新規事業の検討でも企画書づくりでも、ビジネスの場面でリサーチはついて回ります。

検索して、サイトを開いて、必要な数字をスプレッドシートにコピペして……地味なわりに時間を食う作業なんですよね。

その下調べが、生成AIの登場でかなり様変わりしました。検索結果を要約するだけでなく、複数のサイトを横断して情報を集め、条件ごとに整理し、そのまま判断材料に使える比較表まで作ってくれます。

私が普段リサーチでAIに任せている範囲と、逆に人間が手を動かすべき部分を、競合比較表の作り方やプロンプトの組み立て方も含めてまとめておきます。

目次

AIリサーチでできること

検索エンジンは「情報がどこにあるか(URL)」を教えてくれるツールです。

一方でAIは、その情報を読み込んで理解し、指定した形に加工して返してくれます。この違いが、実務だと次のような場面で効いてきます。

競合サービスの料金・機能比較

複数の競合他社のWebサイトから、料金プラン、初期費用、主要機能、サポート体制といった情報を抜き出し、フォーマットをそろえた比較表にまとめます。
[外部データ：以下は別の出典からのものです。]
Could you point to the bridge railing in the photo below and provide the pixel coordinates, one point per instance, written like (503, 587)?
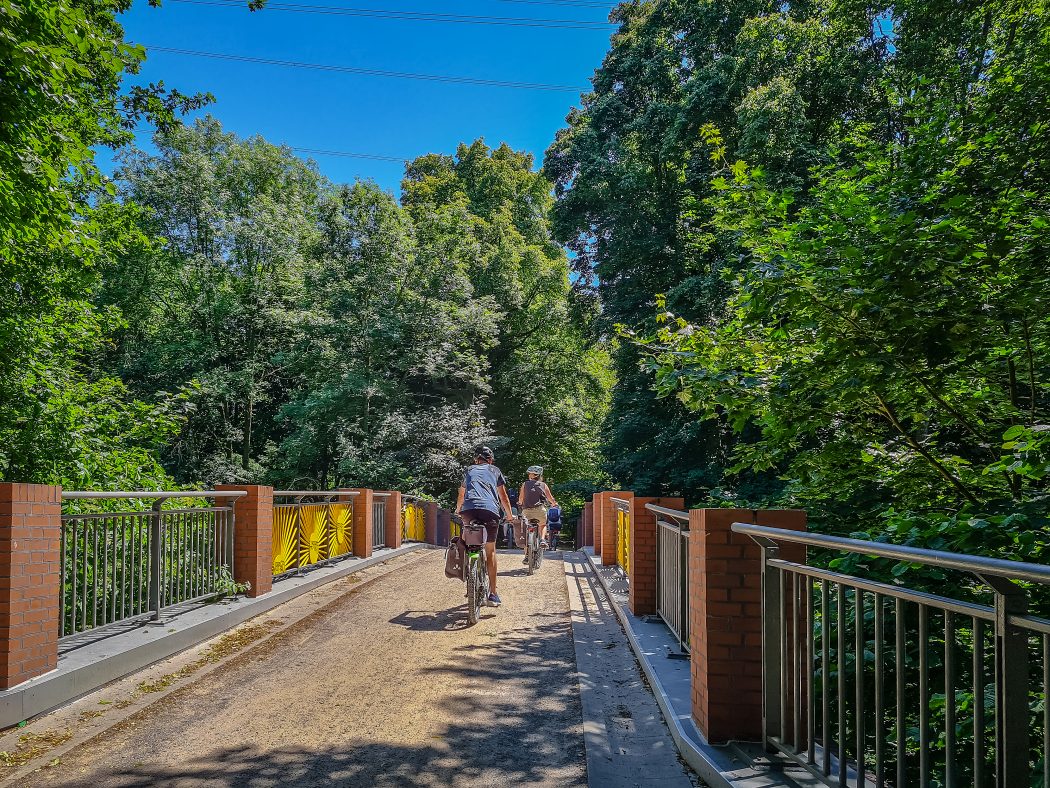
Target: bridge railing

各社で呼び方が違う専門用語やプラン内容も、AIが文脈を読んで同じ基準に整理してくれるため、横並びの比較がぐっとやりやすくなります。

商品レビューや口コミの整理

ECサイトやレビューサイトに散らばった大量の声をAIに読み込ませて傾向を分析。

「価格への不満」「使いやすさへの高評価」といったトピックごとに、ポジティブ・ネガティブな意見を仕分けし、量としての傾向までつかめます。

一件ずつ目で追っていた頃に比べると、全体像が見える速さがまるで違います。

業界ニュースやトレンドの要点抽出

特定の業界の最新ニュースやトレンド記事を何本かまとめて渡し、重要なところだけを抜き出して箇条書きにさせます。

長文のレポートや英語で書かれた海外の論文も、数秒で日本語の要約にしてくれるので、ざっと全体像をつかむまでの時間が大きく短縮。

セミナー資料や企画書づくりの下調べ

「ある業界のDX推進の現状と課題」といった抽象的なテーマを投げて、必要な統計データ、成功事例、市場規模などをまとめてリストアップさせます。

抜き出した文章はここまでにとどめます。